Psikologi Positif di Bulan Ramadhan

SahabatRiau
0

Oleh : Dr. H. M Rizal Akbar, M.Phil

Ramadhan adalah bulan yang penuh dengan keberkahan, tidak hanya dalam aspek ibadah, tetapi juga dalam aspek psikologis manusia. Puasa yang dijalankan selama bulan Ramadhan memiliki dampak yang sangat besar dalam meningkatkan ketahanan mental dan kebahagiaan psikologis. Ketahanan mental yang diperoleh dari ibadah puasa berakar pada kesabaran, keikhlasan, dan kemampuan mengendalikan diri dalam menghadapi berbagai ujian. Dalam Al-Qur’an, Allah SWT berfirman: "Wahai orang-orang yang beriman! Diwajibkan atas kamu berpuasa sebagaimana diwajibkan atas orang-orang sebelum kamu agar kamu bertakwa." (QS. Al-Baqarah: 183). Ayat ini menunjukkan bahwa puasa bukan sekadar kewajiban, tetapi juga sarana untuk mencapai ketakwaan, yang dalam perspektif psikologi positif, berkaitan erat dengan kebahagiaan batin dan ketahanan diri.


Puasa mengajarkan individu untuk mengendalikan hawa nafsu, menahan lapar dan dahaga, serta menjaga emosi. Pengendalian diri ini berperan dalam meningkatkan ketahanan mental seseorang dalam menghadapi berbagai tekanan hidup. Menurut Imam Al-Ghazali, puasa bukan hanya menahan diri dari makan dan minum, tetapi juga menahan diri dari segala perbuatan yang dapat merusak hati dan jiwa. Dalam kitabnya Ihya’ Ulumuddin, beliau menekankan bahwa puasa yang sempurna akan membentuk manusia yang lebih tenang dan penuh kesabaran. Dalam sudut pandang psikologi, kesabaran ini berkontribusi terhadap peningkatan daya tahan mental seseorang dalam menghadapi stres dan tantangan hidup.
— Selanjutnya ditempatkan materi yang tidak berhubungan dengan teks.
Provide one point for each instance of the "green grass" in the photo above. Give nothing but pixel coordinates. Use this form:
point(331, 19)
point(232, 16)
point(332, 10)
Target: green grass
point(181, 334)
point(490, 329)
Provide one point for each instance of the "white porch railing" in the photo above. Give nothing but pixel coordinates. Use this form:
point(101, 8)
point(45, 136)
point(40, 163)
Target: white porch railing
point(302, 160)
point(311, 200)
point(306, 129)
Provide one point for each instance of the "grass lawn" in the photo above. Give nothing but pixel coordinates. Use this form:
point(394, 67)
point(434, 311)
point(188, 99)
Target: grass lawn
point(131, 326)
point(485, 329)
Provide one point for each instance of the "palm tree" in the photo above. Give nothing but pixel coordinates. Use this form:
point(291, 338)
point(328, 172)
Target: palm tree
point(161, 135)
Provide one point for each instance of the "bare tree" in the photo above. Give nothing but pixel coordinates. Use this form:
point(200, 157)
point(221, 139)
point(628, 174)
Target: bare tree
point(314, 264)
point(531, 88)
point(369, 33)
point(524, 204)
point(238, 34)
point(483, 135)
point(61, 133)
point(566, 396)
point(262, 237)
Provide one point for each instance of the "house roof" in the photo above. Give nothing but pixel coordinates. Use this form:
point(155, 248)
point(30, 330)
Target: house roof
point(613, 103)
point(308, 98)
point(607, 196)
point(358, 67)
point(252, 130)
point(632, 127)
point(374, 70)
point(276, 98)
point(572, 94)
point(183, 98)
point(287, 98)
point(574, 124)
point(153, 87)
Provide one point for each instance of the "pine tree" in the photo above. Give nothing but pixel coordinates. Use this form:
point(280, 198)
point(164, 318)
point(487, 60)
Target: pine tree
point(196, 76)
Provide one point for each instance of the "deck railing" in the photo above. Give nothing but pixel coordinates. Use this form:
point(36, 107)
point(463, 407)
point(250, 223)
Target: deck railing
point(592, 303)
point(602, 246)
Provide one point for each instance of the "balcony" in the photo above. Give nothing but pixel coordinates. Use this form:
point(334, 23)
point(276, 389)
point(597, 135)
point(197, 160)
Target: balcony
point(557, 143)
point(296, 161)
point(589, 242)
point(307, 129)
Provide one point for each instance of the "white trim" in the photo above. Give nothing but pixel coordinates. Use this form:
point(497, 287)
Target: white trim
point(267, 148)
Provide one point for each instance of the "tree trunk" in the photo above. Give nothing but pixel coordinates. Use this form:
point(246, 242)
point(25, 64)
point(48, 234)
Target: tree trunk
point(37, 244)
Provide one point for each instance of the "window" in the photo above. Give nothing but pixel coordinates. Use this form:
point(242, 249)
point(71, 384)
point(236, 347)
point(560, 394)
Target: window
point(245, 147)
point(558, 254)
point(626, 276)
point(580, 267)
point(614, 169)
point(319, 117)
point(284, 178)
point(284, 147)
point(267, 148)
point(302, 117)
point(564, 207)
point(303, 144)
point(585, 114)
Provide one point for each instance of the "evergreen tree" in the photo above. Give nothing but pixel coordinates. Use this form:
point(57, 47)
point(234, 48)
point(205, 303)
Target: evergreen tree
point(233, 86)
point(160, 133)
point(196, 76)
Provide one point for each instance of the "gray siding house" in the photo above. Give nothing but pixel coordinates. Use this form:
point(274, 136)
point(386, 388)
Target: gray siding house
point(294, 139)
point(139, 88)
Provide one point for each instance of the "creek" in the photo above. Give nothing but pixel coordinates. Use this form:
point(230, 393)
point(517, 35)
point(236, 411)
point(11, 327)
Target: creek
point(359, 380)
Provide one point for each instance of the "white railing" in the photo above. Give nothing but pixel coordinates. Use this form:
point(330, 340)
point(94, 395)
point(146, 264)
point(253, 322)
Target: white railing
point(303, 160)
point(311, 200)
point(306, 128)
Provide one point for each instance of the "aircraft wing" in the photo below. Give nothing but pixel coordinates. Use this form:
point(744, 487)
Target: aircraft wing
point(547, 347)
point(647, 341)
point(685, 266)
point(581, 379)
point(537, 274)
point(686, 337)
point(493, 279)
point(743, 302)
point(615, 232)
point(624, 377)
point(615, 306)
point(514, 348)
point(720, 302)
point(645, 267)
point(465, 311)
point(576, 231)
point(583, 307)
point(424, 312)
Selain meningkatkan ketahanan mental, puasa juga dapat meningkatkan kebahagiaan psikologis. Dalam sebuah penelitian psikologi, ditemukan bahwa praktik ibadah seperti puasa dapat meningkatkan kadar hormon dopamin dan serotonin, yang berperan dalam menciptakan perasaan bahagia dan kepuasan batin. Hal ini selaras dengan sabda Rasulullah SAW: "Bagi orang yang berpuasa ada dua kebahagiaan, yaitu kebahagiaan ketika berbuka dan kebahagiaan ketika bertemu dengan Tuhannya." (HR. Bukhari dan Muslim). Hadis ini menunjukkan bahwa kebahagiaan tidak hanya bersifat duniawi, tetapi juga memiliki dimensi spiritual yang mendalam.


Mindfulness dalam ibadah Ramadhan juga memiliki pengaruh yang signifikan terhadap keseimbangan emosional seseorang. Mindfulness adalah kondisi kesadaran penuh terhadap momen yang sedang dialami tanpa terganggu oleh pikiran negatif. Dalam Islam, mindfulness dapat diwujudkan dalam bentuk kekhusyukan saat menjalankan ibadah seperti shalat, dzikir, dan membaca Al-Qur'an. Rasulullah SAW bersabda: "Sesungguhnya di dalam tubuh terdapat segumpal daging, jika ia baik, maka baiklah seluruh tubuh, jika ia rusak, maka rusaklah seluruh tubuh. Ketahuilah bahwa segumpal daging itu adalah hati." (HR. Bukhari dan Muslim). Hadis ini menekankan pentingnya menjaga kebersihan hati, yang salah satunya dapat diperoleh melalui mindfulness dalam beribadah.


Ketika seseorang menjalankan ibadah dengan penuh kesadaran dan keikhlasan, maka akan muncul ketenangan batin yang berujung pada keseimbangan emosional. Di bulan Ramadhan, umat Muslim lebih banyak meluangkan waktu untuk beribadah dan merenung, sehingga dapat mengurangi tekanan dan kecemasan yang sering muncul dalam kehidupan sehari-hari. Dalam pandangan Imam Ibn Qayyim al-Jauziyyah, ibadah yang dilakukan dengan hati yang tenang akan membawa ketentraman jiwa, mengurangi kegelisahan, dan memperkuat hubungan spiritual dengan Allah SWT.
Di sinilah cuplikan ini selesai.